Verweerder heeft zijn hoger beroep met name gericht tegen de opgelegde maatregel van schrapping, maar heeft ook bezwaren gericht tegen de gegrondverklaring van de klacht en het dekenbezwaar. Het hof ziet geen aanleiding om tot een andere beoordeling van de klacht en het dekenbezwaar te komen dan de raad. Het hof is echter met verweerder van oordeel dat een en ander minder zwaar aan verweerder moet worden aangerekend dan de raad heeft gedaan, gelet op de persoonlijke (medische) omstandigheden van verweerder en zijn verklaringen ter zitting. Het hof vernietigt in zoverre de beslissing van de raad en legt aan verweerder de maatregel van onvoorwaardelijke schorsing voor de duur van 26 weken op. Het hof legt verweerder diezelfde dag in een andere klachtzaak en dekenbezwaar ook een onvoorwaardelijke schorsing van 26 weken op, zodat verweerder in totaal voor de duur van 52 weken zal worden geschorst op het moment dat hij weer zou worden toegelaten als advocaat.

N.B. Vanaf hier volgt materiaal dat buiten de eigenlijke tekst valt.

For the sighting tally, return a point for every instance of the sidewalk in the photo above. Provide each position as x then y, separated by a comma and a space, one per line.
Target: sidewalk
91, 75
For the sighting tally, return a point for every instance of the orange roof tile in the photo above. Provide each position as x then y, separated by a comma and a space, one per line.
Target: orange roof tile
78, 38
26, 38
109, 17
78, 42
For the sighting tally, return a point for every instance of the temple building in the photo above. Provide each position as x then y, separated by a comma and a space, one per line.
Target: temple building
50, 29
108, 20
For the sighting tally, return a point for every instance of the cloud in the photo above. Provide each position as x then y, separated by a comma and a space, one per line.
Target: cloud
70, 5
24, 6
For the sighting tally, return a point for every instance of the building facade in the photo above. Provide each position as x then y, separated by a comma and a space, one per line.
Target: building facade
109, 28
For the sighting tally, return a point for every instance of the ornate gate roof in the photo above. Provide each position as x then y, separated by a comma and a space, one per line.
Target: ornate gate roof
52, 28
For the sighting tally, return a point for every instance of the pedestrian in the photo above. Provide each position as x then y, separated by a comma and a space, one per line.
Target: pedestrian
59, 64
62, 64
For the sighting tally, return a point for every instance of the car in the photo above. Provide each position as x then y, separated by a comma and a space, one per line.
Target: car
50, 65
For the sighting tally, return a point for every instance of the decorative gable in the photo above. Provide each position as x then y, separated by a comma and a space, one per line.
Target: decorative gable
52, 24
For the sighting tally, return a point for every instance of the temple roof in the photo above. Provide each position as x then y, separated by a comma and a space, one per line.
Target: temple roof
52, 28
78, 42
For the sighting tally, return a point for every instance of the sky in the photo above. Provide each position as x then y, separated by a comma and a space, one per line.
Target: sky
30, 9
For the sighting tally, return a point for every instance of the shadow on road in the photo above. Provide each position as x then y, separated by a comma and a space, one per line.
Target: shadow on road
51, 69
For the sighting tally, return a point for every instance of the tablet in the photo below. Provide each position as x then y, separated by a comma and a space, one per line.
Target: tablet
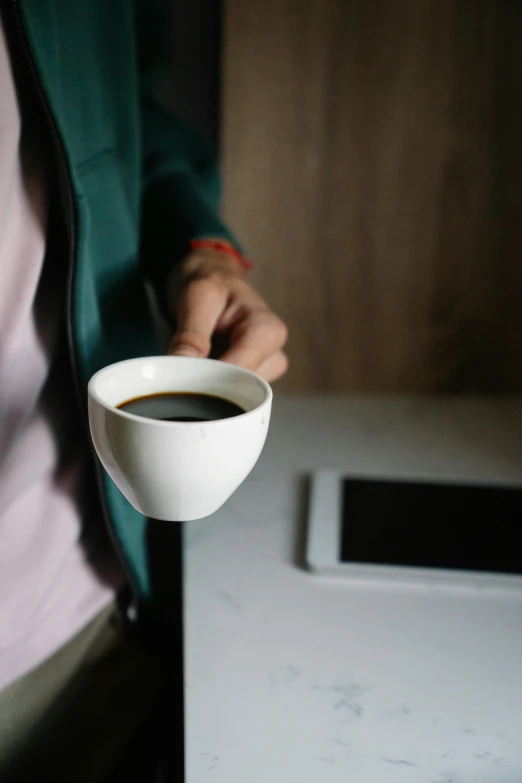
423, 531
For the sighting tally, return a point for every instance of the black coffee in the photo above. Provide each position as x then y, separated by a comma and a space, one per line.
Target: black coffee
182, 406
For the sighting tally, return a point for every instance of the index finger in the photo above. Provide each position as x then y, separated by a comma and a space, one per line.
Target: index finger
199, 308
255, 339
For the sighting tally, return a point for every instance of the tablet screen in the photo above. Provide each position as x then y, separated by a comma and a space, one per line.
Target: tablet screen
432, 525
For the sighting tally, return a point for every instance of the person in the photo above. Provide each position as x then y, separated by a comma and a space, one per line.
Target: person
101, 192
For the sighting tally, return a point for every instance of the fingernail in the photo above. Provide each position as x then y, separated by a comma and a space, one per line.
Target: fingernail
184, 350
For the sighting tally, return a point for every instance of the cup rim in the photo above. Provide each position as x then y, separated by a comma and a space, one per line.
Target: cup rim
92, 393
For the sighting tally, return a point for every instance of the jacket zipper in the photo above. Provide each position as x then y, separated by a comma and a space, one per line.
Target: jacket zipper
70, 220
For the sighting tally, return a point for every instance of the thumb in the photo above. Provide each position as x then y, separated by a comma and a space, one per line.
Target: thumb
199, 308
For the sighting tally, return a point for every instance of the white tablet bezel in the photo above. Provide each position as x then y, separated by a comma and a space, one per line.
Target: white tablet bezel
324, 537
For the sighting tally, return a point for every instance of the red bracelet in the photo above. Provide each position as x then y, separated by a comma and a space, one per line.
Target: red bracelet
222, 247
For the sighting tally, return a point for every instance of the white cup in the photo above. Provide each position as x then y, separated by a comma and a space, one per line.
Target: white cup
177, 471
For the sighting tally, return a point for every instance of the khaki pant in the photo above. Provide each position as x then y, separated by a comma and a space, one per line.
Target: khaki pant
82, 715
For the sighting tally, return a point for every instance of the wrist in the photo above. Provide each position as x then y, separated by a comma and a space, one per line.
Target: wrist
220, 248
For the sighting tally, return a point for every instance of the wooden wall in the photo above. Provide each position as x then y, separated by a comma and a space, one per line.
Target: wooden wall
373, 166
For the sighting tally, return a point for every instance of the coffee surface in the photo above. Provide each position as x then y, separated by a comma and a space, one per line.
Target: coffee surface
182, 406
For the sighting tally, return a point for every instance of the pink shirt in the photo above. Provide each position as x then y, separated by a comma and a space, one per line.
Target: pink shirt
48, 587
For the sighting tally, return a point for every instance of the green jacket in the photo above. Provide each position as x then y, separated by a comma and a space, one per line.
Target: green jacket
137, 185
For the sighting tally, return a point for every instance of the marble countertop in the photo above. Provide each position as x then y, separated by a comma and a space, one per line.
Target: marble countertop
294, 678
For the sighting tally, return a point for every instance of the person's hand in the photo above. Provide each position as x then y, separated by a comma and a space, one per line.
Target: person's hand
218, 313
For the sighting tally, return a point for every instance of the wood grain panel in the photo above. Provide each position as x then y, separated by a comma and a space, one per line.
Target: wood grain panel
373, 167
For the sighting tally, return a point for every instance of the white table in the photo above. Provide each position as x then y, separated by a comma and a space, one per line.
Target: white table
295, 679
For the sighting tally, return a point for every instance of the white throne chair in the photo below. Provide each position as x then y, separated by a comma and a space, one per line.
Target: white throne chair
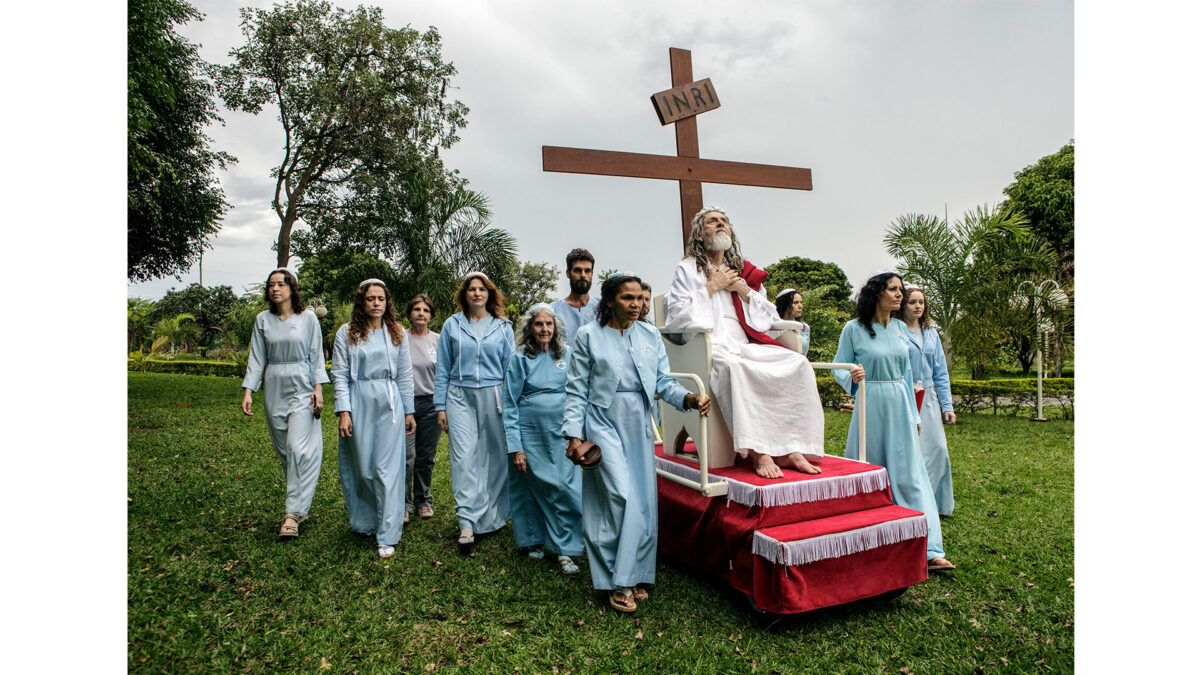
695, 357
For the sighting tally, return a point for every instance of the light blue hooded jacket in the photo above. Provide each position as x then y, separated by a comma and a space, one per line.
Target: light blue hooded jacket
466, 360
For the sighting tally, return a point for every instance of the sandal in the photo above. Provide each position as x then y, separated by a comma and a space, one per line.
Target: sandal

ECLI:NL:TADRAMS:2025:3: Waarschuwing wegens onzorgvuldige stellige uitlatingen
Deze zaak betreft een klacht van klager tegen de advocaat van zijn ex-echtgenote in een familierechtelijke procedure over wijziging van alimentatie. Klager betoogt dat verweerder tijdens de zitting bij het hof op stellige toon beschuldigingen over hem heeft geuit, zonder dat daarvoor voldoende feitelijke onderbouwing bestond.
De raad overweegt dat een advocaat - ook ten aanzien van de wederpartij - in beginsel ruime vrijheid heeft om de belangen van zijn cliënt te behartigen (artikel 10a van de Advocatenwet). Maar die vrijheid houdt op wanneer uitlatingen onnodig grievend zijn of feitelijkheden worden geponeerd zonder voldoende onderzoek of bewijs. In familierechtelijke kwesties wordt van de advocaat extra terughoudendheid en aandacht voor de verhoudingen tussen partijen verwacht, mede vanwege de betrokken belangen.
De raad constateert dat verweerder de beschuldigingen in de zitting als zekere feiten heeft gepresenteerd, zonder nuance of indicatie dat het om vermoedens ging, terwijl niet is gebleken dat hij de bewering feitelijk had geverifieerd. Daarmee heeft hij gedragsregel 8 (geen feiten plegen voor te stellen als zeker zonder grond) en gedragsregel 7 (zich niet onnodig grievend uitlaten) geschonden. Bovendien had hij meer oog moeten hebben voor escalatie tussen de ex-partners. De klacht wordt gegrond verklaard en verweerder krijgt als maatregel een waarschuwing opgelegd.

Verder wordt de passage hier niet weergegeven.